Mensaje por Ambientacion el Sáb Jul 22, 2017 6:07 pm



CALLES
CAPITULO III

• AL RESCATE  •

Una vez que tomaron la decisión que creyeron era la correcta, Lucille, Kaylee y Gabriel inician su travesía por las desoladas calles de la ciudad, directo hacia Takemori. EL instituto estaba bajo el dominio de la Secta, pero ellos se encargarían de liberarlo de su tiranía y traer una vez más la paz y el orden. Los tres jóvenes decidieron emprender su largo camino cuando el sol se ocultó. Sus compañeros le llevan ventaja, pero su misión era la misma y sabían que, tarde o temprano, sus caminos volverían a cruzarse.

El sonido de la lluvia y el soplar del viento era todo lo que podía escucharse en los alrededores. La ciudad, deteriorada por el temblor de la guerra, estaba sumida en un absoluto silencio, un silencio que engullía todo ruido posible hasta hacerlo desaparecer. Las oscuras calles se tornaban peligrosas, no por un posible ataque de la Secta, no parecían estar merodeando por la zona; sino más bien por las secuelas que quedaron luego de su avanzar. Los escombros, las superficies inestables y ahora la propia lluvia hacía que esa zona fuera una caja de sorpresas. No podía preverse lo que ocurriría, el viento comenzó a soplar con más intensidad y los muros, debilitados por múltiples ataques, se agitaban con fuerza. No tardarían en ceder.

La única luz que se hace presente es la de un fuego que aún seguía ardiendo gracias al cobijo de un trozo de pared que lo protegía de la lluvia, algunas farolas intermitentes que brillaban de forma débil e iluminaban pequeñas zonas y el destello de los rayos momentos antes de producir un gran estruendo.
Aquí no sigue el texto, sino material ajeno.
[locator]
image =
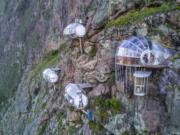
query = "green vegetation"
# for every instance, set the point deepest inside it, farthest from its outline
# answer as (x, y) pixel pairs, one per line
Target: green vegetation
(96, 126)
(93, 51)
(59, 117)
(138, 15)
(177, 56)
(111, 80)
(113, 105)
(42, 129)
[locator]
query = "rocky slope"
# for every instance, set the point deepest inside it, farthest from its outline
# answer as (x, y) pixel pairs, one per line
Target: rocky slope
(31, 40)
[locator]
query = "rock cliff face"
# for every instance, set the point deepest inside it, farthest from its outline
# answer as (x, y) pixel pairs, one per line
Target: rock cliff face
(31, 40)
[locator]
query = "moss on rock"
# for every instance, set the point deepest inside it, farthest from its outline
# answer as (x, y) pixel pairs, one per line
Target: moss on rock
(138, 15)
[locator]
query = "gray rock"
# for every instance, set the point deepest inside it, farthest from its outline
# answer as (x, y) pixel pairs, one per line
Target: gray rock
(101, 15)
(101, 89)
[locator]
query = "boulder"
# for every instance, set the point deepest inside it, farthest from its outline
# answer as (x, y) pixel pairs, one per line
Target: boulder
(90, 65)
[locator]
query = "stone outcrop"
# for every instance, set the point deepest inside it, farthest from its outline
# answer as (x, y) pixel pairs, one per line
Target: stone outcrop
(34, 29)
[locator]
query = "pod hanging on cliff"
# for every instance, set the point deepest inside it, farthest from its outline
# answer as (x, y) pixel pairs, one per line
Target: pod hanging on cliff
(75, 96)
(75, 30)
(51, 74)
(139, 51)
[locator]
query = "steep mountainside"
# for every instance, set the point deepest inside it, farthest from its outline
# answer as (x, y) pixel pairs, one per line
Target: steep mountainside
(31, 39)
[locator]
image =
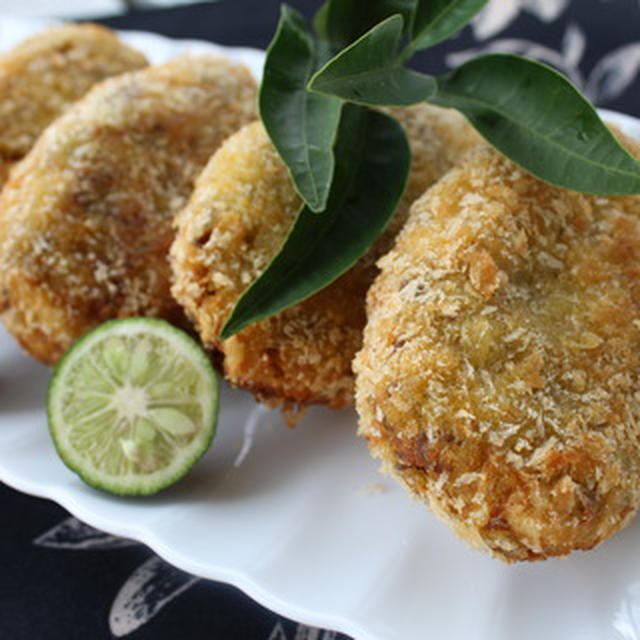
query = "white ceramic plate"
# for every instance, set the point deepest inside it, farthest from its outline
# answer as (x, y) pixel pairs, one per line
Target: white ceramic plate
(300, 519)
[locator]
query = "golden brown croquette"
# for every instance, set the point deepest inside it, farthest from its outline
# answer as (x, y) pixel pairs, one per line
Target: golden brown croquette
(498, 380)
(85, 219)
(240, 213)
(46, 74)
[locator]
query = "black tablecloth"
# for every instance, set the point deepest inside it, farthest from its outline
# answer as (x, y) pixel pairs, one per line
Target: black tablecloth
(60, 579)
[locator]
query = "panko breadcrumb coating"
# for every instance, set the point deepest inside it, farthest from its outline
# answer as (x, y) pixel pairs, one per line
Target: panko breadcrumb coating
(498, 380)
(44, 75)
(240, 213)
(85, 219)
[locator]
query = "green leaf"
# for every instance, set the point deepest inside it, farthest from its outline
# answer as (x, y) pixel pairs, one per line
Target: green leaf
(536, 117)
(369, 71)
(437, 20)
(301, 125)
(372, 164)
(346, 20)
(320, 21)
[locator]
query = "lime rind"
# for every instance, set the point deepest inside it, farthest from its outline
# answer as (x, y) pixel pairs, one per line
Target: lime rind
(184, 437)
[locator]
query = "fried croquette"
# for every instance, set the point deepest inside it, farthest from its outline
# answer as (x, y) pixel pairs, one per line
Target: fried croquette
(86, 217)
(241, 211)
(498, 380)
(44, 75)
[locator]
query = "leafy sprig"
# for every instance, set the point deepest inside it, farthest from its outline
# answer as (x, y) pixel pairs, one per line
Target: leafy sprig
(340, 155)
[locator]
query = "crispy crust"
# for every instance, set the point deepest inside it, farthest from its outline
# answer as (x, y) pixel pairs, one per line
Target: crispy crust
(239, 214)
(44, 75)
(85, 219)
(498, 380)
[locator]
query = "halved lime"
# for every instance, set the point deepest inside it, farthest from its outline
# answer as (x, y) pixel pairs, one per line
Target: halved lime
(132, 405)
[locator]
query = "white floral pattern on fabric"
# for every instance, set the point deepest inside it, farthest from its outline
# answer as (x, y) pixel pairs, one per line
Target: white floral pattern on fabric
(499, 14)
(611, 76)
(151, 586)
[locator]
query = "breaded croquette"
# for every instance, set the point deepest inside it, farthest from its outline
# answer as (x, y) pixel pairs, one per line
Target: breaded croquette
(44, 75)
(85, 219)
(498, 380)
(241, 211)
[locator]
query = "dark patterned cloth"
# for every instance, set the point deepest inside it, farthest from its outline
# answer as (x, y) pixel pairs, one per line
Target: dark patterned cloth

Tal vez no era una buena idea movilizarse por aquel camino, pero su misión era llegar hasta Takemori sin ser vistos e infiltrarse en el instituto a través de las alcantarillas o ducto de ventilación, evitando así las murallas. No quedaban muchos caminos libres de la vigilancia de la Secta y la noche, en ese momento, era su único aliado. Cerca de la posición de los tres jóvenes se encontraba un edificio aparentemente abandonado y en un estado aceptable.  No les proporcionaría una gran defensa en caso de un ataque inminente, pero al menos los resguardaría de la lluvia y el viento. Esperar allí hasta que el clima mejorara no parecía una mala opción.

La casa abandonada tiene las ventanas de la parte frontal bloqueadas con lo que parecen ser tablas de madera, pero en su interior no puede verse movimiento ni luz alguna. El tejado tiene algunos huecos, por lo que el agua no se quedara del todo afuera, pero los muros parecen resistir la fuerza del viento, también podría albergar suministros que pueden resultarles útiles a los aventureros en un futuro.




SISTEMA

•Ambientación•

Los turnos son los siguientes:
-Gabriel Martizer
-Lucille Dawletern
-Kaylee Stoessel

El objetivo que tendrán es el de atravesar las calles y llegar hasta Takemori sin ser vistos. Pueden refugiarse en el edificio abandonado y esperar algunos post hasta que la tormenta pase. De hacerlo, utilizarán estos turnos para trazar un plan y profundizar las relaciones entre sus personajes, después de todo el trabajo en equipo y la perfecta sincronizacion les servirá para afrontar los futuros enfrentamientos. La lluvia no es un impedimento para seguir avanzando, es solo parte del escenario.

Se utilizará el sistema de Aventura para sus roles, lo que significa que deberán rolear lo mejor que puedan, narrando las acciones que sus personajes harán y lanzando los dados de “Aventura” siempre que sea necesario (si deciden abrir alguna puerta, romper una pared, abrir un cofre, etc). No es necesario utilizarlo en cada post, eso dependerá de lo que ustedes hagan en sus roles. Ambientación podrá intervenir para indicarles momentos concretos donde utilizar los propios dados.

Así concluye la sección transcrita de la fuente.